Market Access and Logistics

Assessment of semi-automated system for counting, measuring and tracking of export logs

Conference presenter: Glen Murphy

C3 are New Zealand’s largest on-wharf logistics company, operating in 15 ports in New Zealand and Australis. Logs are C3’s biggest cargo by volume: the company handles tens of millions of individual logs each year.

Current log scaling systems are highly labour intensive, involving each individual log being measured, ticketed and recorded in a database by hand. At the end of the process, every log has to be accounted for and identified, and the right volume of logs from the right supplier must be delivered to the correct destination. It is a massive logistical challenge.

C3 are well underway with trials of prototype new ‘COM3TS ‘technology to increase levels of automation in log-scaling. The aim is to improve log-counting and measuring accuracy, and speed up the scaling process.  Results from a recent trial of combined photographic and wireless sensor technology were encouraging: the new technology reduced levels of bias and increased accuracy in the scaling process, and was 14-40% faster than the current manual scaling system.

Trials will continue, and automated log scaling will gradually be introduced across ports in NZ and internationally.

Presentation:   C3 Scanning Technology

Methyl bromide recapture: an innovative journey

Conference presenter: Mark Self – Genera

The race is on to find ways of dealing with methyl bromide (MBr), the fumigant used for phytosanitary treatment of logs on New Zealand’s wharfs before export. MBr is a greenhouse gas, and in 2020 its use will become highly restricted as a result of new regulations introduced by the EPA.

Different overseas markets for NZ logs have different phytosanitary requirements, and although a second gas, phosphine, has been successfully used to fumigate logs in ships’ holds while in transit, it does not meet the requirements of all markets, and is also more difficult to use that MBr.

Genera is the company leading the way in developing gas-liquid scrubbing technology for the re-capture of MBr after use in covered log stacks on wharf-side. Results from a 2017 trial indicated that 95% (+/- 2.8%) of MBr was recaptured using Genera technology: however more work is needed because of the EPA’s ever-shifting goal-posts.

Genera  2018-19 research directions:

  • optimising the gas-liquid scrubbing system
  • evaluation and evolution of two uniquely different scrubbing technologies.

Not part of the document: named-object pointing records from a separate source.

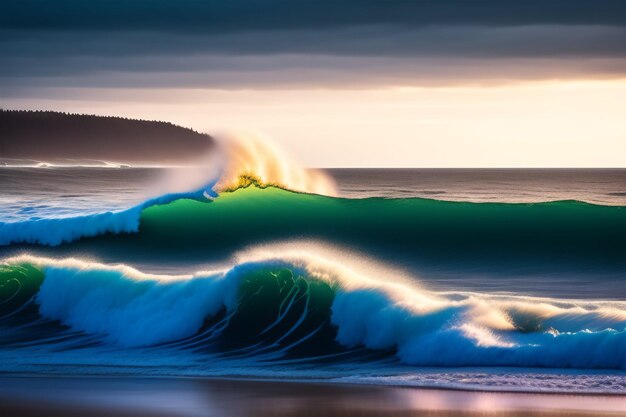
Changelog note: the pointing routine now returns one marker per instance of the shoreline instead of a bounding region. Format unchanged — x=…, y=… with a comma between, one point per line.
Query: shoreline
x=364, y=382
x=72, y=395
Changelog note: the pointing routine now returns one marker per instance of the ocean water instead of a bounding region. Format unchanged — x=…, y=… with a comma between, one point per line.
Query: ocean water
x=505, y=280
x=31, y=192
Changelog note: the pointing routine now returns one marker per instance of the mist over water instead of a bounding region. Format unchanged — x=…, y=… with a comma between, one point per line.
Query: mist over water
x=27, y=193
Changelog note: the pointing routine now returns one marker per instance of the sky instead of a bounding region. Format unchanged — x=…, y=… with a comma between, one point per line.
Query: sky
x=367, y=83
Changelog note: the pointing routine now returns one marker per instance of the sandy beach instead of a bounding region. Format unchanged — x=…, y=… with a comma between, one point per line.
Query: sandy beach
x=127, y=396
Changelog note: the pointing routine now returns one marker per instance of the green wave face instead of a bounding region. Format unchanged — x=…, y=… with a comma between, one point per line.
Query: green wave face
x=558, y=232
x=18, y=284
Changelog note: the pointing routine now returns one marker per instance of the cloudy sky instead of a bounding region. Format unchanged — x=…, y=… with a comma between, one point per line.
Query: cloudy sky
x=340, y=83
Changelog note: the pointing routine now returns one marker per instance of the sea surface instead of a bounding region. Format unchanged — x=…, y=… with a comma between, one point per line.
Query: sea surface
x=494, y=279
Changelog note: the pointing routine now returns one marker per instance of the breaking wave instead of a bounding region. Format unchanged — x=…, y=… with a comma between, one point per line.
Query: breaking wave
x=299, y=307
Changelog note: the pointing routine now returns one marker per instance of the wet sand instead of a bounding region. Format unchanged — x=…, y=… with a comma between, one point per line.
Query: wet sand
x=128, y=396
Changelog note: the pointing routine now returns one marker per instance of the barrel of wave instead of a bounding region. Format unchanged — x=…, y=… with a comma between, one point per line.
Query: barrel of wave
x=252, y=158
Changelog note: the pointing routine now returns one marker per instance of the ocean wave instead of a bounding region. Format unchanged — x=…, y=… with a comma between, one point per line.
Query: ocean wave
x=56, y=231
x=298, y=307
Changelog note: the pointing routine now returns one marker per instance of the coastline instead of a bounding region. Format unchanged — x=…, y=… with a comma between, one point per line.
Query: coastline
x=38, y=395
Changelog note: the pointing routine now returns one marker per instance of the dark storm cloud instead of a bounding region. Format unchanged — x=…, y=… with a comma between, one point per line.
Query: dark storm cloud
x=252, y=43
x=237, y=15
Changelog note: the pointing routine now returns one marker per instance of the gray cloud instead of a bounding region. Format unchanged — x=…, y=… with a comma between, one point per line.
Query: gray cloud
x=288, y=44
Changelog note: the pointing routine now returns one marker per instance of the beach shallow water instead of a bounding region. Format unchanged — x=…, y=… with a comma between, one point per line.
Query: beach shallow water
x=128, y=396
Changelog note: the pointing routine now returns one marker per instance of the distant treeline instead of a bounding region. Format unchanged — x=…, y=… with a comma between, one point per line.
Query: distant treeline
x=48, y=135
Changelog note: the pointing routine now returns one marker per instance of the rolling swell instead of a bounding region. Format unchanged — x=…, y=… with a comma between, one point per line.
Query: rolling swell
x=562, y=237
x=276, y=310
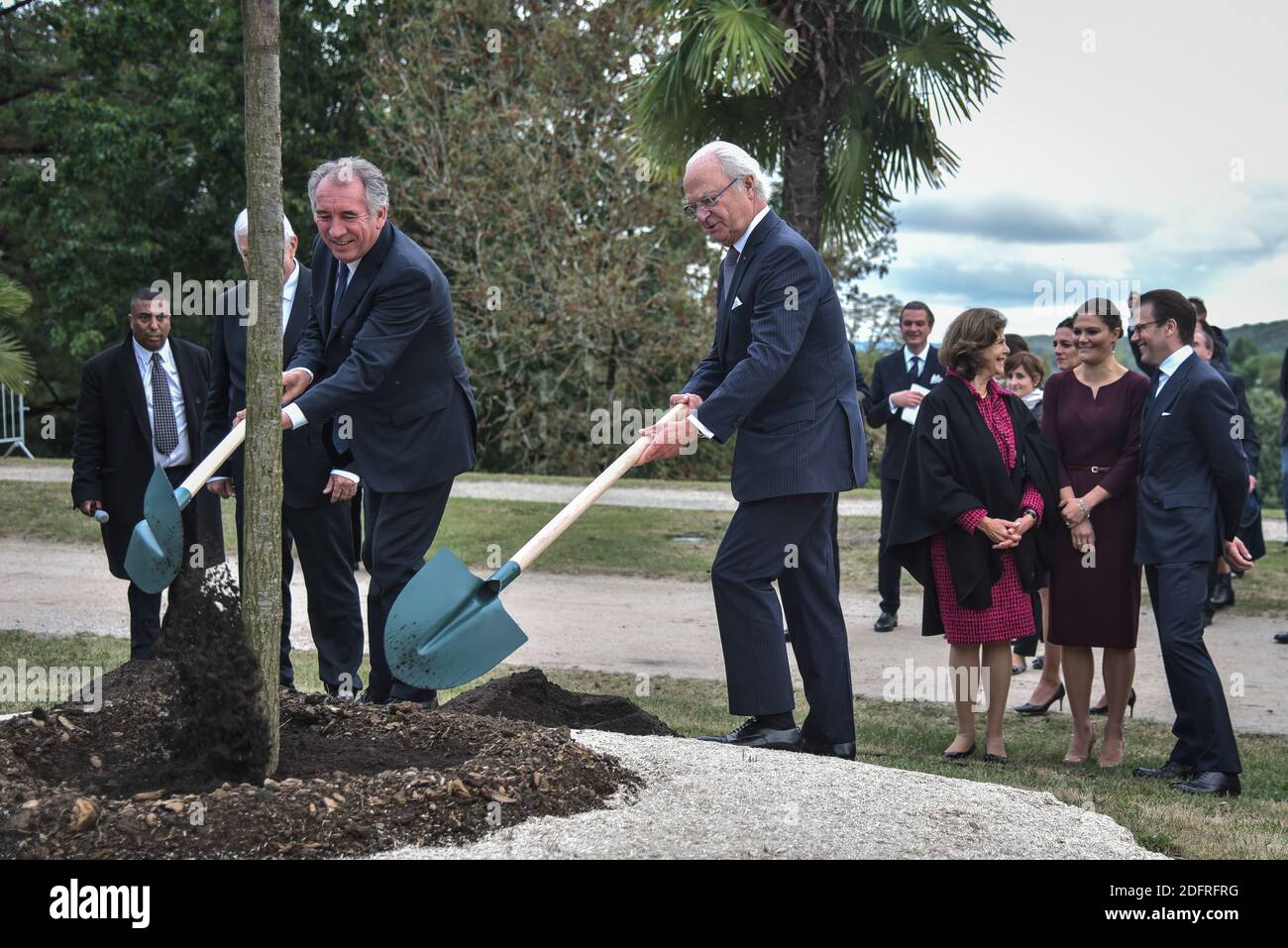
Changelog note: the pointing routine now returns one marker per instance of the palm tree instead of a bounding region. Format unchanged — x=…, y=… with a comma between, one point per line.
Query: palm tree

Genera is a world-leader in research, development and use of alternative fumigants and phytosanitary systems, and its work and investment looks set to continue well into the future.

Presentation:  Methyl Bromide Recapture

Progress towards 2020: Phytosanitary treatments

Conference presenter: Ian Gear, STIMBR

The STIMBR research programme began in 2011, with the aim of developing new phytosanitary systems for logs and other forest products in response to warnings the use of methyl bromide would eventually be restricted if not banned altogether.

The programme has aimed to look for ways to maintain market access while forestry exports continue to grow, and identify a wider range of phytosanitary treatments which are cost-effective and environmentally acceptable.

The programme’s total spend to date is over $20million, with significant work underway or completed in the following areas:

  1. alternative fumigants
  2. tools for managing, monitoring and modelling fumigations
  3. reducing methyl bromide emissions
  4. non-fumigant risk management – ecological approaches
  5. non-fumigant risk management – physical treatments including joule heating and log debarking.

The current phase is investigating statutory processes and requirements for new technologies and systems; from 2020 onwards, research will move to implementation of some of the most promising new technologies.

Presentation:   EDN and Other Technologies

The Kawerau Container Terminal project

Conference presenter: Robert Radics, Scion

Scion researchers have modelled the economic, social and environmental implications of establishing a container packing and rail transhipment terminal in Kawerau. The terminal would be linked by rail to the Port of Tauranga. Exporters currently have limited access to rail services for containers in the eastern Bay of Plenty.

Drivers for the project were:

  • using heavy trucks for moving containers is time consuming and comes at a significant cost to exporters
  • the high number of heavy truck movements on State Highway 2 has negative social and environmental impacts.

A range of scenarios were evaluated, looking at different numbers of containers and other variables as follows:

  • cost changes in packing, storage, rail freight and road freight
  • number of exporters packing at Kawerau
  • truck size and/or weight limits
  • number of wagons per train limits
  • number of trains available to the terminal.

Key results included that by reducing truck movements (which could be reduced by at least 10,000 per annum) a significant number of road traffic fatalities could be avoided. In addition, the model projected that exporters would make significant cost savings, even in the least favourable scenarios.

The study was funded by regional and local government and industry groups. The decision has been made to go ahead with the terminal, and work has started on its design.